The internet's two largest search engines are begging to get hacked.

On Wednesday, Google opened a set of programming interfaces for its popular Google Maps service, in the hope hackers will overlay the maps with data from outside sources -- such as wireless cafes.

Just one day later, Yahoo announced its own set of programming tools for its map service, Yahoo Maps.

Both companies are hoping the new mapping APIs, or application programming interfaces, will excite developers, help the companies find new employees and, perhaps most importantly, result in free product prototyping.

But the search giants were also reacting in no small part to web hackers who had already started to reverse-engineer the two mapping services in ways neither had expected.

"We are doing this because they were already doing it," said Google Maps product manager Bret Taylor, half jokingly, at Where 2.0, a new O'Reilly Media conference focusing on innovations in mapping and location-based services.

Outlining Google's new offerings, Taylor stressed that Google is a company of engineers that wants to foster a network of developers and provide a formal way to work with outside programmers.

"Frankly we like new and innovative solutions," Taylor said. "We expect new and creative ideas to come out of this that we haven't thought of yet."

Before Google opened the Maps API, several "mashups" had been created, including Paul Rademacher's housing map, which layers craigslist housing ads onto Google maps, and an anti-gridlock site that marries Yahoo traffic data with Google maps. There's also Adrian Holovaty's ingenious Chicago crime map, which lets users create custom views of crimes from auto theft to bribery on maps as tiny as individual police beats.

Other hacks include a small-town walking tour with annotations, a map with clickable London traffic cameras and a map for finding cheap gasoline that's no longer online.

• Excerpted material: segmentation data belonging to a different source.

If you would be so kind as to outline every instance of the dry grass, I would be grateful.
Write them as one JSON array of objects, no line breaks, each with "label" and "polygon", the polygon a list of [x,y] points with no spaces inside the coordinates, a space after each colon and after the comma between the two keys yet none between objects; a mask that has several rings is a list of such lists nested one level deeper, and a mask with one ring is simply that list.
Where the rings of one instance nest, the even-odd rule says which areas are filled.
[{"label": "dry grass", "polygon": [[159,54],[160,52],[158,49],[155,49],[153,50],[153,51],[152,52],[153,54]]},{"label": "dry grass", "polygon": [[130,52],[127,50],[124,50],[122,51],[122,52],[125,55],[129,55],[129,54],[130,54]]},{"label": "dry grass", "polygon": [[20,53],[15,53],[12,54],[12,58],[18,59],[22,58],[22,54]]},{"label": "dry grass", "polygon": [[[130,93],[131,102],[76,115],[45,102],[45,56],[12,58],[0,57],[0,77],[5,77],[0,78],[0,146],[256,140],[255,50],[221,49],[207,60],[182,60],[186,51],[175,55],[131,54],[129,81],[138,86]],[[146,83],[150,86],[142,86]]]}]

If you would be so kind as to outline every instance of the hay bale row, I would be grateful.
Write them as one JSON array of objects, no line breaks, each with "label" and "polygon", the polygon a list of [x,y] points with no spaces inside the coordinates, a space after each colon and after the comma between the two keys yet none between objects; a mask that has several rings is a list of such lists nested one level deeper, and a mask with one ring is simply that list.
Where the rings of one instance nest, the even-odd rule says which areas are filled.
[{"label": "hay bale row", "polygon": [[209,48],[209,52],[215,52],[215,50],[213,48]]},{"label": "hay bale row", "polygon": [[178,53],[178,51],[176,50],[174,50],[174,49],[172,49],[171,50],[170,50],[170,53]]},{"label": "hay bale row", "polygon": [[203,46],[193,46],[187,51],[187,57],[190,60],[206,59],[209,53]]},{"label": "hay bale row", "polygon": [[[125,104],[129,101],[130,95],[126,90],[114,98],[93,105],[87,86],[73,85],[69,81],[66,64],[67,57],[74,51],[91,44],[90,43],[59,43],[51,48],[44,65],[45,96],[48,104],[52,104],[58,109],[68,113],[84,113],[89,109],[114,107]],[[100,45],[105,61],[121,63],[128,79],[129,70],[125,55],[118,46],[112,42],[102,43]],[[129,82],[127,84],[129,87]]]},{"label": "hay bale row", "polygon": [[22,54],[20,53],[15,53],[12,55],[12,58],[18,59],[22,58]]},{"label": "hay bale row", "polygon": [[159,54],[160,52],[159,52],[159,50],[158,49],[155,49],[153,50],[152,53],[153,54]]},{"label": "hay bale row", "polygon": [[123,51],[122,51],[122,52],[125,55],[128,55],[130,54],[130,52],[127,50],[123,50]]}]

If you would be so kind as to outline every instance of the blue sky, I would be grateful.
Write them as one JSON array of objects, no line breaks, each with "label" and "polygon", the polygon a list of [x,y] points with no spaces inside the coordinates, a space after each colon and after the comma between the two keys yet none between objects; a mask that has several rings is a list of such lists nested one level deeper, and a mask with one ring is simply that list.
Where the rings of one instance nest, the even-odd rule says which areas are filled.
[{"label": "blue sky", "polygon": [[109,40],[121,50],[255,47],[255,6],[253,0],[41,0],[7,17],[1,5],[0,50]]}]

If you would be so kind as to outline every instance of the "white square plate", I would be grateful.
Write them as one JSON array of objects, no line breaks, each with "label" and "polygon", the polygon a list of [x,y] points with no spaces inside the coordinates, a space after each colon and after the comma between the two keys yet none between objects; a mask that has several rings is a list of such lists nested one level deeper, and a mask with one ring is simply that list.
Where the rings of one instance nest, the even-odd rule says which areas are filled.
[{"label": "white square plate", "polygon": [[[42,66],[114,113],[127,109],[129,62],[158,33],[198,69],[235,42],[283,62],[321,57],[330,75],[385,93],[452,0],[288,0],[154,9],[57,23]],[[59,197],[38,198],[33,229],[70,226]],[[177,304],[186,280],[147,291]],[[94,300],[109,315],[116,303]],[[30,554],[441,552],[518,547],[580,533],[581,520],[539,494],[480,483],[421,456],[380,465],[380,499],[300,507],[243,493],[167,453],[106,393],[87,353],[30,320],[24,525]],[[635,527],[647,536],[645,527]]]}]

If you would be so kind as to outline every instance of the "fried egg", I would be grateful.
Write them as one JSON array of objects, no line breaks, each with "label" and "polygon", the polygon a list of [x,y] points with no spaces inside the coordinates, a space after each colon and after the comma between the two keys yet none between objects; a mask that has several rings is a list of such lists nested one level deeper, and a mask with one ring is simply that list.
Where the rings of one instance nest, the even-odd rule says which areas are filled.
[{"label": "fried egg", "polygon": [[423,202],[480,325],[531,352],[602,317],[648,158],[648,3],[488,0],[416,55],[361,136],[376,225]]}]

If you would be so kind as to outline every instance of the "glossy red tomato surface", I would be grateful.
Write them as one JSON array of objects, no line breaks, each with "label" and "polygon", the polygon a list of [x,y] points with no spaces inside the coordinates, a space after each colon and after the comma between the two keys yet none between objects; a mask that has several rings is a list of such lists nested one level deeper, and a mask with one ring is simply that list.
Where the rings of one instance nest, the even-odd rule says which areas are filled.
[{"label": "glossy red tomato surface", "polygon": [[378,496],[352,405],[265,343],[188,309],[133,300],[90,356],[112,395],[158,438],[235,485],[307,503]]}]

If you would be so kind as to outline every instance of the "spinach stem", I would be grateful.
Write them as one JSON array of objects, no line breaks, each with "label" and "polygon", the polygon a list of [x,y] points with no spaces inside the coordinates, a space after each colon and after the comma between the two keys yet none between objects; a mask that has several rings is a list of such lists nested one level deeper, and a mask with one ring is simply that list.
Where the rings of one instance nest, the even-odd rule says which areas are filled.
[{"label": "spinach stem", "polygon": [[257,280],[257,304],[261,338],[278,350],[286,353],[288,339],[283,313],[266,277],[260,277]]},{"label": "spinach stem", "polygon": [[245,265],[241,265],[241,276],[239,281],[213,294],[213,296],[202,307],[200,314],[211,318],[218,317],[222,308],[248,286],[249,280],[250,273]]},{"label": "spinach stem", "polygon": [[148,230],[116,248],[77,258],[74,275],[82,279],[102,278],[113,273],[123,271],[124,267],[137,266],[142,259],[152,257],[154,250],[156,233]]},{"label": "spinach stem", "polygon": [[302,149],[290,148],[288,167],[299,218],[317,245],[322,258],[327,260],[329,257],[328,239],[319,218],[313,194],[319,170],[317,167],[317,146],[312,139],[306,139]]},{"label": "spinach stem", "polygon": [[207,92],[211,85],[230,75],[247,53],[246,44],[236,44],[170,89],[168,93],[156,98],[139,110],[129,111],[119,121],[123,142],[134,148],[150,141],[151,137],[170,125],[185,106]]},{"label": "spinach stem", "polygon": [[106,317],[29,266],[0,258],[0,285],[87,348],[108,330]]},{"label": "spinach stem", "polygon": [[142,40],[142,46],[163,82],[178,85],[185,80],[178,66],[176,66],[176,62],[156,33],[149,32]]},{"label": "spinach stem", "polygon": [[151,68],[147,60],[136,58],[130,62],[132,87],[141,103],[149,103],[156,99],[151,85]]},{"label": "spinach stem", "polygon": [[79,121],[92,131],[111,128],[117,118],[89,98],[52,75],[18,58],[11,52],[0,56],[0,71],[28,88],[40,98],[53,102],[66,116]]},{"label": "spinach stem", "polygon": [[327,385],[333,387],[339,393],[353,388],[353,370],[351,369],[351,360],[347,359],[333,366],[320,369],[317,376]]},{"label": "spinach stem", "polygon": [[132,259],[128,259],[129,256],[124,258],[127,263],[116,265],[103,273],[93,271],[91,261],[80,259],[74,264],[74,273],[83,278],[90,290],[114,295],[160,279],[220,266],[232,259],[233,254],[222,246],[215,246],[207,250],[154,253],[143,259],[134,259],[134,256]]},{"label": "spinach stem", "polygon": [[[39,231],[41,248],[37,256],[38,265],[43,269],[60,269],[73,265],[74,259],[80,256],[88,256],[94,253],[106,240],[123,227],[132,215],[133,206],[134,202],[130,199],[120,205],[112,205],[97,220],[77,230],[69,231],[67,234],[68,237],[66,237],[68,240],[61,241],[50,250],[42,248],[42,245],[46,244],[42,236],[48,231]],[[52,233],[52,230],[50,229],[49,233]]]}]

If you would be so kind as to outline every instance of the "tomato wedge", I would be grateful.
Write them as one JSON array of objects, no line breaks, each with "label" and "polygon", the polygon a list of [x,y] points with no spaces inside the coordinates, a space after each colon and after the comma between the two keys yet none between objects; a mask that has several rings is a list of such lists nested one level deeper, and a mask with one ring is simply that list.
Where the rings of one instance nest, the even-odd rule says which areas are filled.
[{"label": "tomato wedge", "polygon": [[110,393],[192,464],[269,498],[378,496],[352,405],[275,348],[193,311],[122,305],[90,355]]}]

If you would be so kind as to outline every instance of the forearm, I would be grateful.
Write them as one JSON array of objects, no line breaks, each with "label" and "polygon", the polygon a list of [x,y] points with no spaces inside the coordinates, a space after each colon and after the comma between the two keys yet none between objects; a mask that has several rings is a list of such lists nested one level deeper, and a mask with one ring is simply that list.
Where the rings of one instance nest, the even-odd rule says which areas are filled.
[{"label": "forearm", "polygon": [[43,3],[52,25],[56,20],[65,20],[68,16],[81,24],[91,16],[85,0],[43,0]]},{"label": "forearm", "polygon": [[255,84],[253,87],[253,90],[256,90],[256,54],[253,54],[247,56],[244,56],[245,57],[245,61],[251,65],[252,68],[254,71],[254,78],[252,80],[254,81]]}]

Rademacher's Google-craigslist hack earned him a star role at Where 2.0. Tim O'Reilly, the web-trend predictor at the helm of the O'Reilly publishing company, sees the future of the internet in these innovative, unpaid hacks.

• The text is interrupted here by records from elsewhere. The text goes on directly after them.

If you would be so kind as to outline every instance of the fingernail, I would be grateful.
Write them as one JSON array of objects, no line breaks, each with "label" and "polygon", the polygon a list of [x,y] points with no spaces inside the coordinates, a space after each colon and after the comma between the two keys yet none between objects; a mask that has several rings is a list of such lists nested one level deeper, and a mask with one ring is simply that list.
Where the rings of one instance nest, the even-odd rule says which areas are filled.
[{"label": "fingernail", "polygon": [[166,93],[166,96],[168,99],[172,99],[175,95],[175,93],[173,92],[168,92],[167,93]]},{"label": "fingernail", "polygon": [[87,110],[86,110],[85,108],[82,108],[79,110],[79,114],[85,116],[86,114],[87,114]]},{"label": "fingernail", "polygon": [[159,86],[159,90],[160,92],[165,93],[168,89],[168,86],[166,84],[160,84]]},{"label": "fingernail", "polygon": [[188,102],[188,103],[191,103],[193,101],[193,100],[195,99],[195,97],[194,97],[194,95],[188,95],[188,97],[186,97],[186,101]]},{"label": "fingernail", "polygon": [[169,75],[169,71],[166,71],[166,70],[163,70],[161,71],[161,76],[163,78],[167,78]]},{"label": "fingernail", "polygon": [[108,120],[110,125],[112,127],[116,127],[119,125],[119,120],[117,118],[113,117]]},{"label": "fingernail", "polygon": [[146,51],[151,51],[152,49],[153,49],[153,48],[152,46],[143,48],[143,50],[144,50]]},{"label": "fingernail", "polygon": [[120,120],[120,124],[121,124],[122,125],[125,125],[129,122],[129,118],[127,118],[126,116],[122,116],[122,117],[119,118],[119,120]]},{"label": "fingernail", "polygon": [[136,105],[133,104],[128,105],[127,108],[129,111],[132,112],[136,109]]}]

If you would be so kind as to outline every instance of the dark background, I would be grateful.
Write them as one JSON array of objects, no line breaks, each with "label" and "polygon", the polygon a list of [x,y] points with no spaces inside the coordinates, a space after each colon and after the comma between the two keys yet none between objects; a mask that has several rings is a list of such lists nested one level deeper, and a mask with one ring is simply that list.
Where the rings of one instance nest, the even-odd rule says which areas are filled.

"Google Maps with craigslist is the first Web 2.0 application," O'Reilly said, referring to his belief that the future of the internet will be created from interlocking connections of open data services that will be constantly improved and tweaked.

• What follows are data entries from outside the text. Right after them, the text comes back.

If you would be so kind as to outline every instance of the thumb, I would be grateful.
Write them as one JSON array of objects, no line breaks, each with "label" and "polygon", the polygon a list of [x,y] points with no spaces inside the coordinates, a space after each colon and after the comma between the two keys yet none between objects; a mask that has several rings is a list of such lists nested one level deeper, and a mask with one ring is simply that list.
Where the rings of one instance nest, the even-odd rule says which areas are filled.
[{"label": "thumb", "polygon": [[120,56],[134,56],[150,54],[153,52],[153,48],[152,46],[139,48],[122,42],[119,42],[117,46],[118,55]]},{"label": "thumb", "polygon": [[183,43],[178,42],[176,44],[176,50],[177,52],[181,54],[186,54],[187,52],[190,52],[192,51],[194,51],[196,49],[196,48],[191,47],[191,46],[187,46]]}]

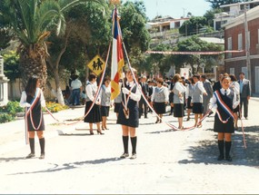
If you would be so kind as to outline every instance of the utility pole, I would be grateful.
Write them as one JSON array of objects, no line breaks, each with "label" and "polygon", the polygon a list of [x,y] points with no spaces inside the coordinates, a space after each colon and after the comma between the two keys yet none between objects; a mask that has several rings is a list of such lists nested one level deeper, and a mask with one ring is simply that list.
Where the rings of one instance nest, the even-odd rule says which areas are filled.
[{"label": "utility pole", "polygon": [[245,54],[246,54],[246,67],[247,67],[247,79],[250,80],[250,83],[252,86],[252,76],[251,76],[251,60],[250,60],[250,40],[248,34],[248,23],[247,23],[247,15],[246,15],[246,5],[244,5],[244,36],[245,36]]}]

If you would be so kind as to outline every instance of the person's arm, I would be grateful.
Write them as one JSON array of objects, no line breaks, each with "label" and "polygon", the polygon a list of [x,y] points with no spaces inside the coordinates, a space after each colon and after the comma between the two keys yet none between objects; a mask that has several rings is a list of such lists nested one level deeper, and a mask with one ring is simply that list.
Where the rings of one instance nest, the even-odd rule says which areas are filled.
[{"label": "person's arm", "polygon": [[165,96],[164,102],[165,103],[167,103],[169,102],[169,90],[166,87],[164,87],[164,92]]},{"label": "person's arm", "polygon": [[237,100],[235,93],[234,93],[233,109],[235,109],[238,105],[239,105],[239,101]]},{"label": "person's arm", "polygon": [[211,102],[210,109],[212,111],[215,111],[217,109],[217,104],[216,104],[216,97],[215,97],[214,93],[212,99],[210,100],[210,102]]},{"label": "person's arm", "polygon": [[25,108],[25,107],[30,107],[31,106],[31,104],[26,102],[26,99],[27,99],[27,95],[26,95],[26,93],[24,91],[22,93],[22,96],[21,96],[21,100],[20,100],[20,106],[21,107]]},{"label": "person's arm", "polygon": [[130,93],[129,93],[130,98],[133,99],[134,101],[136,101],[136,102],[140,101],[140,99],[141,99],[140,90],[141,90],[141,86],[138,85],[136,87],[135,93],[130,92]]},{"label": "person's arm", "polygon": [[41,99],[40,99],[41,105],[42,105],[42,107],[45,107],[45,97],[44,97],[43,91],[41,89],[39,89],[39,90],[41,91]]},{"label": "person's arm", "polygon": [[93,88],[92,88],[91,85],[92,85],[92,84],[86,85],[86,87],[85,87],[85,93],[86,93],[87,97],[88,97],[92,102],[94,102],[95,97],[93,96]]},{"label": "person's arm", "polygon": [[205,88],[204,87],[203,83],[201,83],[201,82],[198,83],[198,88],[201,90],[201,92],[202,92],[204,95],[207,95],[206,90],[205,90]]},{"label": "person's arm", "polygon": [[251,96],[251,83],[250,83],[250,81],[249,80],[247,80],[248,81],[248,89],[247,89],[247,100],[250,100],[250,96]]}]

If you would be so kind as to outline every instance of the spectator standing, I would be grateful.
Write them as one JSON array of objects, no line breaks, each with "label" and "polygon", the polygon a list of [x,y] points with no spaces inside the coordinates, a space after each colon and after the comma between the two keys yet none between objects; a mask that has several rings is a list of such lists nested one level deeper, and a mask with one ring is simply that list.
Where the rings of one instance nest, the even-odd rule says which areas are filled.
[{"label": "spectator standing", "polygon": [[[236,95],[229,88],[230,78],[226,75],[222,78],[222,89],[214,92],[212,98],[212,107],[216,108],[214,131],[218,133],[218,161],[225,159],[232,161],[230,150],[232,145],[231,134],[234,132],[233,110],[239,104]],[[224,150],[225,149],[225,150]],[[224,152],[225,151],[225,153]]]},{"label": "spectator standing", "polygon": [[168,84],[168,90],[169,90],[169,102],[170,102],[170,113],[169,115],[173,115],[174,113],[174,83],[173,78],[171,79],[170,83]]},{"label": "spectator standing", "polygon": [[184,93],[186,92],[186,87],[183,84],[181,76],[176,73],[173,82],[174,83],[174,116],[178,118],[178,129],[184,129],[183,126],[183,117],[184,116]]},{"label": "spectator standing", "polygon": [[82,83],[78,79],[78,75],[75,75],[75,80],[71,83],[73,105],[80,105],[80,93],[82,89]]},{"label": "spectator standing", "polygon": [[239,73],[239,81],[238,83],[240,85],[240,117],[242,117],[242,108],[244,105],[244,116],[245,119],[248,119],[248,102],[251,97],[251,84],[250,81],[244,78],[244,73]]},{"label": "spectator standing", "polygon": [[[30,77],[25,90],[22,93],[20,106],[29,109],[26,122],[26,131],[29,134],[29,143],[31,153],[26,156],[26,159],[31,159],[35,156],[35,132],[39,139],[41,155],[40,159],[45,159],[45,140],[44,136],[45,122],[42,112],[42,107],[45,107],[45,100],[40,87],[40,80],[36,76]],[[27,114],[27,113],[25,113]]]},{"label": "spectator standing", "polygon": [[214,86],[213,86],[213,90],[214,92],[216,90],[220,90],[221,89],[221,80],[223,77],[223,73],[220,73],[218,76],[218,81],[214,83]]},{"label": "spectator standing", "polygon": [[90,73],[88,77],[89,82],[87,82],[87,84],[85,87],[86,103],[85,103],[85,114],[86,114],[86,112],[89,111],[91,105],[95,103],[93,108],[91,109],[89,113],[85,117],[85,120],[84,120],[85,122],[89,123],[91,135],[94,135],[94,132],[93,132],[94,123],[95,123],[97,126],[97,133],[104,134],[100,128],[100,122],[102,122],[102,115],[101,115],[101,109],[100,109],[100,104],[101,104],[100,97],[97,97],[95,102],[94,102],[95,96],[97,92],[96,80],[97,80],[96,75],[95,73]]},{"label": "spectator standing", "polygon": [[194,113],[195,127],[202,127],[201,122],[198,123],[198,118],[200,121],[203,117],[203,95],[207,95],[206,90],[204,87],[203,83],[200,81],[200,75],[195,74],[193,76],[194,84],[194,91],[192,96],[193,112]]},{"label": "spectator standing", "polygon": [[206,75],[203,74],[201,76],[201,82],[204,83],[204,87],[206,91],[207,95],[204,94],[204,102],[203,102],[203,108],[204,108],[204,116],[209,110],[210,101],[214,94],[214,90],[212,87],[212,83],[209,80],[207,80]]},{"label": "spectator standing", "polygon": [[[136,70],[132,68],[133,73],[136,77]],[[126,73],[126,81],[125,83],[125,87],[122,88],[123,101],[120,107],[117,123],[122,125],[123,130],[123,143],[124,143],[124,153],[121,158],[127,158],[128,152],[128,140],[129,136],[132,144],[132,156],[131,159],[136,158],[136,128],[139,125],[139,110],[138,102],[141,99],[141,93],[138,83],[134,81],[134,76],[131,70]]]},{"label": "spectator standing", "polygon": [[[230,90],[233,91],[235,95],[236,95],[236,101],[240,103],[240,86],[239,83],[237,83],[237,79],[235,77],[235,75],[234,74],[229,74],[230,77]],[[233,110],[233,114],[234,117],[234,129],[237,130],[238,126],[237,126],[237,121],[238,121],[238,115],[237,113],[239,112],[239,103],[236,106],[235,109]]]},{"label": "spectator standing", "polygon": [[186,87],[186,97],[187,97],[187,121],[190,120],[190,114],[193,110],[193,106],[191,105],[192,96],[194,92],[194,82],[193,77],[189,78],[189,84]]},{"label": "spectator standing", "polygon": [[106,122],[107,117],[109,116],[110,107],[112,106],[110,83],[111,79],[109,77],[105,77],[100,91],[102,130],[108,130]]},{"label": "spectator standing", "polygon": [[163,85],[164,80],[158,78],[156,83],[157,86],[154,89],[151,97],[151,104],[154,105],[154,110],[160,117],[160,119],[156,117],[155,123],[162,122],[163,113],[165,113],[165,106],[168,103],[169,99],[168,90]]},{"label": "spectator standing", "polygon": [[[140,79],[140,85],[141,85],[141,89],[143,92],[143,94],[144,95],[144,97],[147,96],[147,93],[148,93],[148,84],[146,83],[146,77],[145,76],[142,76]],[[139,106],[139,118],[141,118],[141,116],[144,115],[144,118],[147,118],[147,104],[144,99],[143,96],[141,96],[141,99],[138,102],[138,106]]]}]

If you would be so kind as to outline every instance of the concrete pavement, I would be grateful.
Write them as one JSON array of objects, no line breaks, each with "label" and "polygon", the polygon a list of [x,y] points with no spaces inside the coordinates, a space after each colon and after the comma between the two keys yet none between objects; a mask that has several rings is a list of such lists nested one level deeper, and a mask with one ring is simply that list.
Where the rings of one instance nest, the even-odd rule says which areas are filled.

The API announcements illustrate that both companies are serious about devoting resources to outside projects that the companies have little control over.

The APIs, which specify the rules for what kinds of data can be passed to the mapping server and how the maps can be used, require user documentation, updates and support forums.

Not surprisingly, the two companies have different rules.

Yahoo is a bit more flexible in the kinds of data that can be passed and uses several open data standards, including RSS. The company also hosts the resultant map on its own servers, which could save hackers from having to pay for expensive bandwidth if their application becomes popular. It also allows Yahoo to serve advertising, if it chooses. However, the hosting offer is not negotiable, even for geeks with deep pockets who want the map featured on their own website.

Google, on the other hand, expects developers to host their own hacks by running Google's innovative JavaScript to power the map's smooth rendering, but reserves the right to place ads next to the mashup map in the future.

Yahoo sees the legitimized hacking as another extension of its effort to turn its customers into participants. Its local service, Yahoo Local, for example, attempts to merge blogging, restaurant reviews, social software and portable electronic devices.

Hackers, who had to constantly keep an eye on Google Maps for code changes to keep their jury-rigged applications running, welcomed the news. But they also had detailed questions about data specifications and gripes about the licenses.

"With this level of excitement around (Google Maps), it really makes sense for them to really foster development, instead of having people worry about their sites being taken down," Rademacher said.

They also started to build some Yahoo mapping hacks in less than 24 hours.

One such hacker married Yahoo's San Francisco Bay Area traffic data with live feeds from government traffic cameras to a map of the Bay Area. Another created a map-based tribute to the wine-tasting buddy film Sideways.